Let’s launch the XCode playground and implement Swift Stacks.

Create a Stack

We can create a Stack in Swift in the following way:


struct Stack {
  private var myArray: [String] = []
}

We’ve defined a structure Stack that would contain Array of Strings.

Let’s define the functions push, pop and peek in the Swift Structure.

Push


mutating func push(_ element: String) {
        myArray.append(element)
    }

This push function appends the new element to the LAST of the array.

Pop


mutating func pop() -> String? {
  return myArray.popLast()
}

This pop function removes the LAST element using the popLast() function available with Swift Arrays.
We’ve used an Optional return type String since it can return a nil.

Peek


func peek() -> String {
        guard let topElement = myArray.last else { print("This stack is empty.") }
        return topElement
    }

If you want to show a custom error message, instead of using Optionals, use the guard let statement of Swift.

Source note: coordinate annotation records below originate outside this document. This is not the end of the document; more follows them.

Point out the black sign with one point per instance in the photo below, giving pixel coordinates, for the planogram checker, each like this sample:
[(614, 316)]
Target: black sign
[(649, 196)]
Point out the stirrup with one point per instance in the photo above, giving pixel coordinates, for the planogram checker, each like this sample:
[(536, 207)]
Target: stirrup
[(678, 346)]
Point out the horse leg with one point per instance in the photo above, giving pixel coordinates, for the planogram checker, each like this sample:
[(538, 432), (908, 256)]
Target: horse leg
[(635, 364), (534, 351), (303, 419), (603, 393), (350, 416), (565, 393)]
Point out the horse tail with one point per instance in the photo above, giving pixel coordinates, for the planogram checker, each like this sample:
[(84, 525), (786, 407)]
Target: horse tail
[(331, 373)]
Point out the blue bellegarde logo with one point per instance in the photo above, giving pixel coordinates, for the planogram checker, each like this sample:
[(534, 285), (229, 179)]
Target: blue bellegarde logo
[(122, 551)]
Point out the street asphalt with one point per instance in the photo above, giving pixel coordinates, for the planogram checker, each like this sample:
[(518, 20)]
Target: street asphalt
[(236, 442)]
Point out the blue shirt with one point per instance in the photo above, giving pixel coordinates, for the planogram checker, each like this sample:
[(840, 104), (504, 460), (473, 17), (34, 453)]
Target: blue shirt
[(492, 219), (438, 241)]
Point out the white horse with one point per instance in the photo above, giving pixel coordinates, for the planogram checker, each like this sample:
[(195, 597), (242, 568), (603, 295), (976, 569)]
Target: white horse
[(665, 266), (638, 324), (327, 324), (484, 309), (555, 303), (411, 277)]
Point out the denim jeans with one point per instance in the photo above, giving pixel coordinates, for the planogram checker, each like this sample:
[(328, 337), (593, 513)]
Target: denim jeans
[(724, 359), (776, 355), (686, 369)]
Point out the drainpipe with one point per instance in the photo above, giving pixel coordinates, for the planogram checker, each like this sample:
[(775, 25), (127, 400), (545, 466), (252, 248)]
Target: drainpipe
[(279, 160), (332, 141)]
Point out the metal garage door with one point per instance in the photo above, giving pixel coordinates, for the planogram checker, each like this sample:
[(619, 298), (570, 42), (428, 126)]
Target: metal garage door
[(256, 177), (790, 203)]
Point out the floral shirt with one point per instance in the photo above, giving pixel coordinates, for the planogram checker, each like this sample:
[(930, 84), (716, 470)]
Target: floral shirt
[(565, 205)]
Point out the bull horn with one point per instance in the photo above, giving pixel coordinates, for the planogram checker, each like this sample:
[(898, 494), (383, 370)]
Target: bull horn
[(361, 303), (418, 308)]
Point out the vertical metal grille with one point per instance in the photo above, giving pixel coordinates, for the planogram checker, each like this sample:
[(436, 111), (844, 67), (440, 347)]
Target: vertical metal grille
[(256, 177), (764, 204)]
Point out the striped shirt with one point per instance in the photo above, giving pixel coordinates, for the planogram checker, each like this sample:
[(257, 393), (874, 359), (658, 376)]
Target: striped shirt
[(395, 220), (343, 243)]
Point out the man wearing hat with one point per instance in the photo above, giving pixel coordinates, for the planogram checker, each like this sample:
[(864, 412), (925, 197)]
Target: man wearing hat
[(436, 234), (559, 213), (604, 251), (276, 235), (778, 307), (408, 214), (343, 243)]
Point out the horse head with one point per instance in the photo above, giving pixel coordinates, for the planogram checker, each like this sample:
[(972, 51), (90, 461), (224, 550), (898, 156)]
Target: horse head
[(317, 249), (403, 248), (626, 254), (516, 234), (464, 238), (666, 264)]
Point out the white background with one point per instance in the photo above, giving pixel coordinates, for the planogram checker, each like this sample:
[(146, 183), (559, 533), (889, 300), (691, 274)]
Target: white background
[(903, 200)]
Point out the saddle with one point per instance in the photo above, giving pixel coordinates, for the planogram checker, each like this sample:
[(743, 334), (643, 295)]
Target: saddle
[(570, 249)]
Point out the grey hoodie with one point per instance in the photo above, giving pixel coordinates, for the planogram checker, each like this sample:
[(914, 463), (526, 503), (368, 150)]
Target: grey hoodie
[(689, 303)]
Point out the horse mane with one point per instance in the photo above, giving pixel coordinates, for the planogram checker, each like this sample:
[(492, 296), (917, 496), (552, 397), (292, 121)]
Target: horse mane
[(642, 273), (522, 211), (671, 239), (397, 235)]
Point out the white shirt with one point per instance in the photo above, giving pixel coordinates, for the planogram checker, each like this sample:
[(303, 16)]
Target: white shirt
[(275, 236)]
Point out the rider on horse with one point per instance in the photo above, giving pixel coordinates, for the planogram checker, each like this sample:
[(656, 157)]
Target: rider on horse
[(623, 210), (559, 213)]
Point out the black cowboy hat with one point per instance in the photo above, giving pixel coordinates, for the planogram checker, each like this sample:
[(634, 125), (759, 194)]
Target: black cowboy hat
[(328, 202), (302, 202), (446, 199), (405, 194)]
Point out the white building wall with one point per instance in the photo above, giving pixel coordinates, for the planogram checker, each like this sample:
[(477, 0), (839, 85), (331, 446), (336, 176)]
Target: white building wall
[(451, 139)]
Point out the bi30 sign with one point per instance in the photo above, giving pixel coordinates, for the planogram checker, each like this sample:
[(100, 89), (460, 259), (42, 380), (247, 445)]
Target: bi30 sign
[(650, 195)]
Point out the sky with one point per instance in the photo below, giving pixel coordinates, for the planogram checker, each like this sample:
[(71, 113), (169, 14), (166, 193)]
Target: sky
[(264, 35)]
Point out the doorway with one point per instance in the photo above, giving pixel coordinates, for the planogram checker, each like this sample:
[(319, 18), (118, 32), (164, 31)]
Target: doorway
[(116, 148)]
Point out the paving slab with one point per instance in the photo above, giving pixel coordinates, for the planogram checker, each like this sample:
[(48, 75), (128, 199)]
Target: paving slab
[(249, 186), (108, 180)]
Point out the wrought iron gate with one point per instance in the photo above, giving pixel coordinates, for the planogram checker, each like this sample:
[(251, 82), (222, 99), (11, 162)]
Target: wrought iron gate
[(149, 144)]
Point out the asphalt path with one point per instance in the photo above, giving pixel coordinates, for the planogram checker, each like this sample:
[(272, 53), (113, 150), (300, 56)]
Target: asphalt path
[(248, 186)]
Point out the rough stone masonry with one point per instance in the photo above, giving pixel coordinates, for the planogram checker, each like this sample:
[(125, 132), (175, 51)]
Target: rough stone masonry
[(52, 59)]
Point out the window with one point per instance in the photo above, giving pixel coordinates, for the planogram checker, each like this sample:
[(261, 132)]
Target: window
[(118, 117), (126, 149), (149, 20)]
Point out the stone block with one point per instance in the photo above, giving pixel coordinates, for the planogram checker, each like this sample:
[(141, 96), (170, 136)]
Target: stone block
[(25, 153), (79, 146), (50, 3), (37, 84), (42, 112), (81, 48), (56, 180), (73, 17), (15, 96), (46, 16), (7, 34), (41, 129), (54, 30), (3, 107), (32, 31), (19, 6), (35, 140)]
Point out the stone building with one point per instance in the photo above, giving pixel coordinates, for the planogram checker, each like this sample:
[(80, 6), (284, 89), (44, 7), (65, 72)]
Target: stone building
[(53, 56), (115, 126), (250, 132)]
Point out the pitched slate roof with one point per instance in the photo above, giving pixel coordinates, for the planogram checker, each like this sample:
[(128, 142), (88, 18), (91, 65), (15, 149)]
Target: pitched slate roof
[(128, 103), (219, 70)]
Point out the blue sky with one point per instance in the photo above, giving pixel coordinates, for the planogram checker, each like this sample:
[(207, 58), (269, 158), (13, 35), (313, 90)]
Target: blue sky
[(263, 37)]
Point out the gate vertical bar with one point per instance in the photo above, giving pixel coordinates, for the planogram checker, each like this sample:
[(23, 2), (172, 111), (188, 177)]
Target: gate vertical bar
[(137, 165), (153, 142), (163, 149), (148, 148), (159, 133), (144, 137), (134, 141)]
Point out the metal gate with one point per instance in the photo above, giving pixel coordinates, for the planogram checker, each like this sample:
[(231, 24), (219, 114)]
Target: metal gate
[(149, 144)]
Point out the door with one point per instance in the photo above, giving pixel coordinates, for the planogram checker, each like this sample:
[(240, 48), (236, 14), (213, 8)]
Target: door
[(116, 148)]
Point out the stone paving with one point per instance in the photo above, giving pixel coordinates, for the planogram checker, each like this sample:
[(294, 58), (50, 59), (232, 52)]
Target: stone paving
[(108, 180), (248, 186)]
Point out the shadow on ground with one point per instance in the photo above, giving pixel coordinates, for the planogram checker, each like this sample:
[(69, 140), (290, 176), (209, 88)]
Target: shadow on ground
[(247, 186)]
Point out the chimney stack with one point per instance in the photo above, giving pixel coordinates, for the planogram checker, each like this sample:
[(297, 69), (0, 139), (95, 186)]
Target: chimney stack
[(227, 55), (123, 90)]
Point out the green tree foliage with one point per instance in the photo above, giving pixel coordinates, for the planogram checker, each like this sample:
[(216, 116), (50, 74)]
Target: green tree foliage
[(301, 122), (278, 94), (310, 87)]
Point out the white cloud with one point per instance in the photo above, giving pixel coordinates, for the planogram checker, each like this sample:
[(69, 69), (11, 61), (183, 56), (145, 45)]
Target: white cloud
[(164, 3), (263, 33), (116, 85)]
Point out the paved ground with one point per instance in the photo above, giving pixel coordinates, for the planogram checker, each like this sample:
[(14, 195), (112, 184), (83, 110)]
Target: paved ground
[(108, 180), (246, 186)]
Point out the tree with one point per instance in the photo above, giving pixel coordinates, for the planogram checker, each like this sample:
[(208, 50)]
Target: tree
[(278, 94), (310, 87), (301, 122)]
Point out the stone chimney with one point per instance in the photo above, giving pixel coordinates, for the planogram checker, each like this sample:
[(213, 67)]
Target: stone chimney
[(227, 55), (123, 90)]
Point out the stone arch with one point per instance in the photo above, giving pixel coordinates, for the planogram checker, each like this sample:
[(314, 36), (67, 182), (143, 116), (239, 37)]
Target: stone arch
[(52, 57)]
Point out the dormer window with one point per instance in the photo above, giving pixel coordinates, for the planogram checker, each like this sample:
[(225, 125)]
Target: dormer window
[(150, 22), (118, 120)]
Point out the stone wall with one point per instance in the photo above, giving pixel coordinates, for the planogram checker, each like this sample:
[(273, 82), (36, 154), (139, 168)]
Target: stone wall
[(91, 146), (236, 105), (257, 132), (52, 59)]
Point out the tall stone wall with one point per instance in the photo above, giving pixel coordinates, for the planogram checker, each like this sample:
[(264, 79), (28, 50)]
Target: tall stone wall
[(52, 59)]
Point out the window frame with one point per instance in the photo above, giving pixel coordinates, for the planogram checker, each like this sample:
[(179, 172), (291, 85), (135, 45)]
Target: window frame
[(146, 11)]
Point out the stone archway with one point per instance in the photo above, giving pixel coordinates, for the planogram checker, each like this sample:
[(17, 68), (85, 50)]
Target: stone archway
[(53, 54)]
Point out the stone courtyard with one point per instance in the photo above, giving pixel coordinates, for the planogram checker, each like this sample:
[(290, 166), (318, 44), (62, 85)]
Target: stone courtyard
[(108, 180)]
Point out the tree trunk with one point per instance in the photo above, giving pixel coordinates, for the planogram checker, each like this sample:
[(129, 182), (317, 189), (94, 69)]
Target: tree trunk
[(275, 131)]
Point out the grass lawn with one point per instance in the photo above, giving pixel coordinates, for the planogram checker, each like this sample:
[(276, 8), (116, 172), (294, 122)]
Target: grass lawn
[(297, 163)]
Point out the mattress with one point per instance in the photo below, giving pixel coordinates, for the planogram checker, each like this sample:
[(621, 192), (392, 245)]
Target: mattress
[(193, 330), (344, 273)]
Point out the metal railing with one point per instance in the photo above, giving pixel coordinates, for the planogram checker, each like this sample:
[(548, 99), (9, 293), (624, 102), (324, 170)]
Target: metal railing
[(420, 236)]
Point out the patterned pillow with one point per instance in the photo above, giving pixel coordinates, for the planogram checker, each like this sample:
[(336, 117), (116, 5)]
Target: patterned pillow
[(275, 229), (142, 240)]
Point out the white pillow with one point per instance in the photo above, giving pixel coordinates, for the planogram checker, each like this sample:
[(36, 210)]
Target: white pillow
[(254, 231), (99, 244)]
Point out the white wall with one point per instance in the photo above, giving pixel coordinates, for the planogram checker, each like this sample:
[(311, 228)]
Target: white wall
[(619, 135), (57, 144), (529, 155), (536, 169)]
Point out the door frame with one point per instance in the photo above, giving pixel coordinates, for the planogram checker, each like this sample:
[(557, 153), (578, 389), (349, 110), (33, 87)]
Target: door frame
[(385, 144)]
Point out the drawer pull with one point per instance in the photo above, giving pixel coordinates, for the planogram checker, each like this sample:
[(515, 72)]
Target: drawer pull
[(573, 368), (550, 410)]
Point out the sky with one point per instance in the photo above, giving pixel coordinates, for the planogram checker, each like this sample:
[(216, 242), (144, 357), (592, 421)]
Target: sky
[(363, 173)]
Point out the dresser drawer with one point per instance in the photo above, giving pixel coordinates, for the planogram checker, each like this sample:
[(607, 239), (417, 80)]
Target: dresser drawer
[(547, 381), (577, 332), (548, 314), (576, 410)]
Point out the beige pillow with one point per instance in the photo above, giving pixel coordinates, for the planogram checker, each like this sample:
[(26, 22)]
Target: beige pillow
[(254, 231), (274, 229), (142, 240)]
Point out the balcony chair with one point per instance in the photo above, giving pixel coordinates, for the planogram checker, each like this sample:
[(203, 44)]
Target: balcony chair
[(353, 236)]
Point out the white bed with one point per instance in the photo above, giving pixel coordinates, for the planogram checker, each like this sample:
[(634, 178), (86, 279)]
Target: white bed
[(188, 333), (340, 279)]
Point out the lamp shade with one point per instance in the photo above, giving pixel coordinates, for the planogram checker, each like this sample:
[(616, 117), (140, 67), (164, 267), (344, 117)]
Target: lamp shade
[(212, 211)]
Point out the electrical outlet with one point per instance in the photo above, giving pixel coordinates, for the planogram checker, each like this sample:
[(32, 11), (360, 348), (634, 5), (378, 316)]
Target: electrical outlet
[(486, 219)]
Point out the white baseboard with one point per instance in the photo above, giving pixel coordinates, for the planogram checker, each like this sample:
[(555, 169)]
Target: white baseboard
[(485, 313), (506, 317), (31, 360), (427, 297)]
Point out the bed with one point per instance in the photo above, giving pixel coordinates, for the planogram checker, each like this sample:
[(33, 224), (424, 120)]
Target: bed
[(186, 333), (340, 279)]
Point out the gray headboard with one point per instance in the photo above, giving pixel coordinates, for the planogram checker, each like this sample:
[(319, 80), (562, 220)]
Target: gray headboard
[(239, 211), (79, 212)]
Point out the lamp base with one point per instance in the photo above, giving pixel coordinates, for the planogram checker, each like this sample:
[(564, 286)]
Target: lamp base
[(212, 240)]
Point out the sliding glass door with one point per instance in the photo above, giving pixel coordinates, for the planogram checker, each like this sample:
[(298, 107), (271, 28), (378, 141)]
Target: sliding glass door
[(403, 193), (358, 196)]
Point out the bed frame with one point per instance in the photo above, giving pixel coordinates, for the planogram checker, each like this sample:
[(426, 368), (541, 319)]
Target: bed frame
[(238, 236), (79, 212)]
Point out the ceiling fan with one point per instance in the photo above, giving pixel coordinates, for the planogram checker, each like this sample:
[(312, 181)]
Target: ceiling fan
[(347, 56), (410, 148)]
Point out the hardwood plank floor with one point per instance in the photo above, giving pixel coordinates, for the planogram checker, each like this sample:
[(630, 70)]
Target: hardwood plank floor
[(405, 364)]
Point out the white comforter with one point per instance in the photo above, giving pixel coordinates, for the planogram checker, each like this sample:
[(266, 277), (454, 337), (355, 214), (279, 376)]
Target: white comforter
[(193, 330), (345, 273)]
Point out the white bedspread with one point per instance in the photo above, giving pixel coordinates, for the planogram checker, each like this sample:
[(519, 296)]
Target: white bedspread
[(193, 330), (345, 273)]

This is how our final structure looks in the XCode Playground.


struct Stack {
    private var myArray: [String] = []
    
    mutating func push(_ element: String) {
        myArray.append(element)
    }
    
    mutating func pop() -> String? {
        return myArray.popLast()
    }
    
    func peek() -> String {
        guard let topElement = myArray.last else {return "This stack is empty."}
        return topElement
    }
}

var stack = Stack()
stack.peek()
stack.push("Swift Arrays")
stack.push("Swift LinkedList")
stack.push("Swift Stack")
print(stack)
stack.peek()
stack.pop()
stack.pop()
stack.pop()
stack.peek()
stack.pop()

print stack prints the array

The result of the above Stack operations is:
swift stack string array operations output

The above Stack can only hold Strings. Besides, it doesn’t print the stack contents beautifully.

For that, we can use the CustomStringConvertible protocol as an Extension on our Structure.

Let’s create an extension for the Stack structure below:


extension Stack: CustomStringConvertible {
    var description: String {
        let header = "****Swift Stack Begin****\n"
        let bottomDivider = "\n****Swift Stack End*****\n"
        
        let elements = myArray.joined(separator: "\n")
        
        return header + elements + bottomDivider
    }
}

Following is the output from stack.description

swift stack custom string convertible

It’s printing the stack in the order in which it was pushed. We need to reverse it using the reversed() method:


let elements = myArray.reversed().joined(separator: "\n")

The correct stack order is now:
swift stack custom string convertible correct

Swift Generic Stacks

Let’s make the above Swift stack generic.

You just need to update your Stack definition with a generic parameter in brackets!


struct Stack<T> {
    private var myArray: [T] = []
    
    mutating func push(_ element: T) {
        myArray.append(element)
    }
    
    mutating func pop() -> T? {
        return myArray.popLast()
    }
    
    func peek() -> T? {
        return myArray.last
    }
}

Note: In the CustomStringConvertible protocol, we were joining the elements using joined.
This won’t work for non-string elements. So we need to first map the element to a string using the map operator and then join.


let elements = myArray.reversed().map{ "\($0)" }.joined(separator: "\n")

$0 refers to the current element that’s being mapped.

swift generic stack

We’ve used a Stack of type Any. You can pass anything in place.

This brings an end to this tutorial on Swift Stack implementation.